The first edition of the English Office was published in 1956. Reforms were just getting underway, particularly in the kalendar department. As a result, we find this note in the quite brief General Rubrics:
THE OFFICE. The Office of the day is either double or simple. Doubles of the First and Second Class have a first Evensong; other Offices begin at Mattins. The observance of simple feasts ends before Evensong.
Ok—so, the shape of the day envisioned here is still the old version where feasts begin at Evensong or liturgical sunset the night before. Simples conclude after Nones, before the start of the next Evensong. However, the kalendar rules had already shifted more towards the natural day pattern which became much more rigid after Vatican II. The sign of this move is that First Vespers are only granted to Doubles of the First and Second classes.

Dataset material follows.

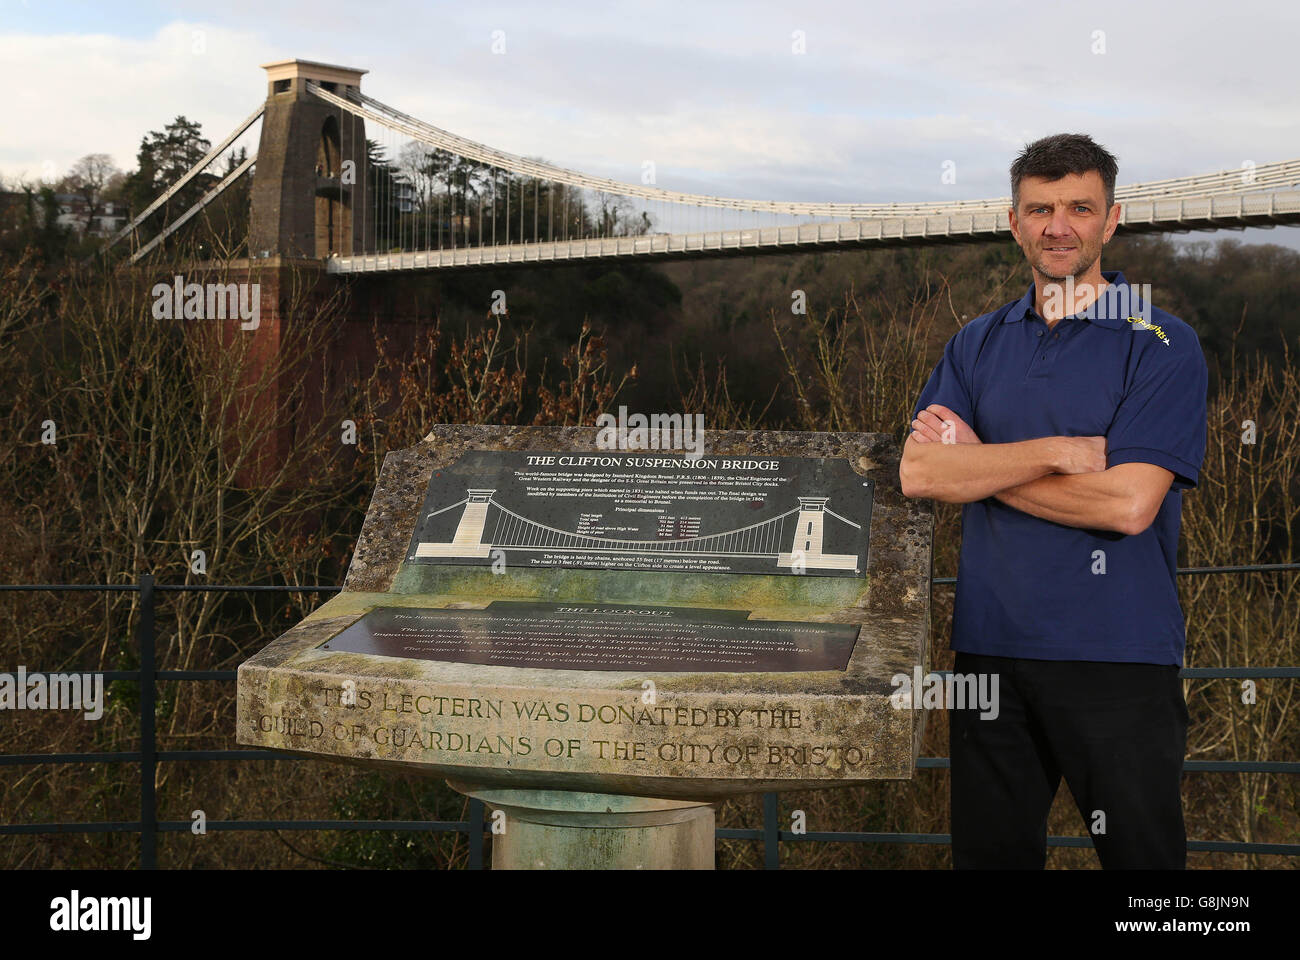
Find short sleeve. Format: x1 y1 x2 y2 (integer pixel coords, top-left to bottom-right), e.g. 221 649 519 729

For most feasts this wasn’t a problem. (In a sly to move to decrease the weekly psalm allotment) Most feasts in the General Roman Kalendar by the 1920 reforms of Pius the Xth were Doubles. Only 30 days out of the whole year had simple feasts. However, in the English Office these days only get a Mattins and no Evensong.
The Saturday Office of the BVM is always reckoned as a Simple. Thus, as far as the English Office is concerned—no Evensong on Friday. Saturday’s Evening is always the First Evensong of Sunday. As a result, the Saturday Office only ever ends up being a Mattins of the BVM.
In places that recognize the Saturday Office is this how you do it or are there other alternatives in play?